Nudge guru Prof. Richard Thaler is at it again, digging up evidence of how bad we are at making decisions. This time he (and a Yale colleague) go after the NFL first-round draft, showing that pick order and “trade up” pricing are very nearly unrelated to subsequent player success. In short, he concludes that there’s no value in practice to being higher up in the pick order (or more specifically, teams that trade up overpay). He reviews his paper and ponders implications for hiring CEOs in his recent NY Times column.
What the heck? Let’s run a few thought experiments.
Imagine standing with 31 other people in front of a display of 32 different piles of money. Each pile has a label that clearly displays how much money is in each pile, and every bill in each pile is a brand new one-dollar bill. When it’s your turn, you’re allowed to pick any pile of money you’d like. Obviously, the person who gets to pick first has the greatest advantage; the poor chump at the end of the line gets whichever pile is left.
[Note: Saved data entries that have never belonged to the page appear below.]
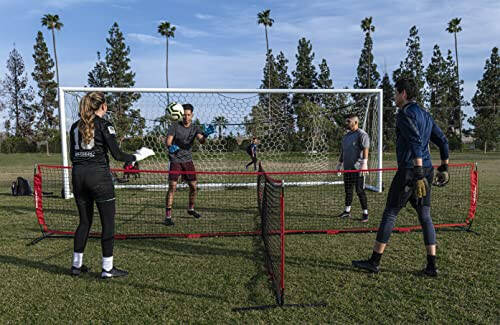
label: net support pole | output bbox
[377,90,383,193]
[58,87,72,199]
[280,179,285,306]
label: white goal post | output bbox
[58,87,383,198]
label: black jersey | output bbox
[69,116,135,167]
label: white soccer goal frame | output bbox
[58,87,383,198]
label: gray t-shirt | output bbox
[167,122,203,163]
[340,129,370,170]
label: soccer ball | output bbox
[167,102,184,121]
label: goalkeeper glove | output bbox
[360,159,369,176]
[168,144,180,154]
[134,147,155,162]
[413,165,428,199]
[335,162,343,177]
[433,163,449,187]
[203,124,215,138]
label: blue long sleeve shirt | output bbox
[395,102,449,169]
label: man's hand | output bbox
[134,147,155,162]
[168,144,180,154]
[433,163,450,187]
[360,159,369,176]
[414,165,428,198]
[203,124,215,138]
[335,162,343,177]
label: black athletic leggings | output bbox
[343,172,368,210]
[245,157,257,170]
[72,165,116,257]
[376,167,436,245]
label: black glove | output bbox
[413,166,427,199]
[433,164,450,187]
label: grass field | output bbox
[0,152,498,323]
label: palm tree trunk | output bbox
[367,31,371,89]
[454,32,463,152]
[265,26,271,120]
[166,38,170,104]
[166,38,169,88]
[51,28,60,86]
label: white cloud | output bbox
[127,33,163,45]
[175,25,211,38]
[195,13,214,20]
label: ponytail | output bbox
[78,92,105,146]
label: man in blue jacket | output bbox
[352,78,450,276]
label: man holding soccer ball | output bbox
[164,103,215,226]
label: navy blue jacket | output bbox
[395,102,449,168]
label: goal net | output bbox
[58,88,383,197]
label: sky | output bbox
[0,0,499,127]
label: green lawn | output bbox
[0,151,498,323]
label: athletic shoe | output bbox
[101,267,128,279]
[187,209,202,219]
[352,259,380,273]
[70,265,89,276]
[163,218,175,226]
[337,211,351,218]
[361,214,369,223]
[421,267,438,277]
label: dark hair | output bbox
[182,103,194,112]
[394,78,417,100]
[346,113,358,120]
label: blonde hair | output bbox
[78,92,105,146]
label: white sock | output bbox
[363,209,368,215]
[103,256,113,271]
[72,252,83,268]
[345,206,351,213]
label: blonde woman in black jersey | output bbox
[69,92,154,278]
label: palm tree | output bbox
[361,17,375,89]
[446,17,463,150]
[41,14,63,89]
[157,21,176,89]
[211,116,228,140]
[257,9,274,119]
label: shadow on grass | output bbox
[0,254,226,301]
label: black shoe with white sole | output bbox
[71,265,89,276]
[337,211,351,218]
[361,214,369,223]
[421,267,438,277]
[163,218,175,226]
[101,267,128,279]
[187,209,202,219]
[352,259,380,273]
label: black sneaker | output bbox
[187,209,202,219]
[352,259,380,273]
[361,214,369,223]
[70,265,89,276]
[101,267,128,279]
[163,218,175,226]
[421,267,438,277]
[337,211,351,218]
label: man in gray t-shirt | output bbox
[163,104,215,226]
[335,114,370,222]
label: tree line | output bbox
[0,12,498,154]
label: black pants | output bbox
[343,172,368,210]
[376,167,436,245]
[72,165,116,257]
[246,156,257,171]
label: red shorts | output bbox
[169,161,197,182]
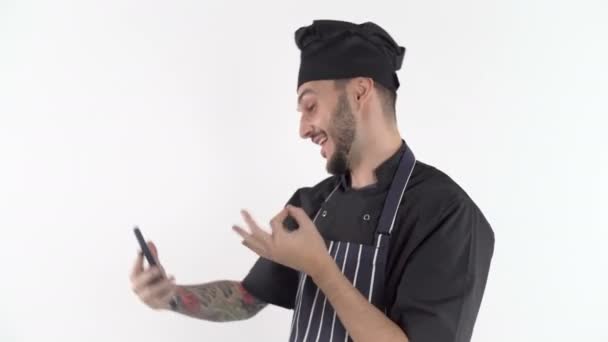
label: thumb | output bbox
[148,241,159,260]
[270,207,290,235]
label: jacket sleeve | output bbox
[241,188,316,309]
[390,198,495,341]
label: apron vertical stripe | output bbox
[313,290,330,342]
[341,243,350,273]
[340,243,352,342]
[293,242,335,342]
[368,235,383,302]
[341,242,359,285]
[312,241,339,342]
[303,242,341,342]
[353,244,363,287]
[290,272,305,341]
[328,242,350,342]
[314,241,343,342]
[291,271,310,342]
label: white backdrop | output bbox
[1,0,607,341]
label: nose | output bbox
[299,114,313,139]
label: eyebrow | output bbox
[297,88,316,107]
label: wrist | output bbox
[166,286,183,312]
[168,296,179,311]
[309,253,338,285]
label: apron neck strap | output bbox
[375,144,416,237]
Now suppose you can buy your way up in the “pick order.” You could, for example, move from the third slot to the first… but it will cost you. If the pricing is efficient, the cost for switching order should be the difference between the amount of money in the first pile (the one you’re buying) and that in the third pile (the one you’re selling). Easy as pie, as mom used to say.
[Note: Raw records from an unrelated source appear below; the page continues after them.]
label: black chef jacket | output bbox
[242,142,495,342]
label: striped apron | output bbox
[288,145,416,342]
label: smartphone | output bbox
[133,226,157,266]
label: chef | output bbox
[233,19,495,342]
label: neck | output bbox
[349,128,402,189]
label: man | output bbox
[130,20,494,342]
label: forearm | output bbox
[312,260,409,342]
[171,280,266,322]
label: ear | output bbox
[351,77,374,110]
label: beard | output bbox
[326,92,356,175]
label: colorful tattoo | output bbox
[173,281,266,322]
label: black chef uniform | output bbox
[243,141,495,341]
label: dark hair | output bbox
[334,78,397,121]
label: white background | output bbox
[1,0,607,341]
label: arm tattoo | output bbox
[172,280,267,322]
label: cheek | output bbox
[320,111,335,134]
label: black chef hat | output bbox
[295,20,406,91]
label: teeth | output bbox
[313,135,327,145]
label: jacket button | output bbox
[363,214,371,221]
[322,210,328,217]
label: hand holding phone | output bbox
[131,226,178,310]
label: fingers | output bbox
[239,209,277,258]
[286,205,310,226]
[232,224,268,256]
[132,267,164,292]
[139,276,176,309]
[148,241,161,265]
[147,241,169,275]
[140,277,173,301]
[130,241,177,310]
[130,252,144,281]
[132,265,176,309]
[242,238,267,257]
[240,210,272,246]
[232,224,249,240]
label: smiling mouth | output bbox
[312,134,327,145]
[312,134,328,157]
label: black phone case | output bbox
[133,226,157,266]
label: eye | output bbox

Suppose we take away the signs that tell how much money is in each pile. It gets a little trickier, but because each pile is composed only of $1 bills, we can use the height of each stack to get a sense of its value. We probably won’t get the order of the piles completely right, but we could be off by a slot or two because, well, dollar bills are thin. Not as easy as pie, but still a bit of a cake walk.Let’s add another layer of complexity. Some of the bills are new while others are worn; this adds more noise because the height of each pile becomes a poor surrogate for its value. More errors this time, and chance starts to creep in.
Finally, let’s get real. Now the piles are conglomerations of various financial instruments. Some are cash, some are single stocks, some are gift certificates at Victoria’s Secret or Bass Pro Shops, some are handwritten promises for goods and services of which you might never have heard. How do you pick?
According to Thaler, the answer is sloppily. At some point, it’s just too darned difficult to figure out whether Pile A is worth more than Pile B, let alone Piles C through Z. You might think you know, but according to his analysis of the NFL draft, the picks don’t really play out in any sort of rational order.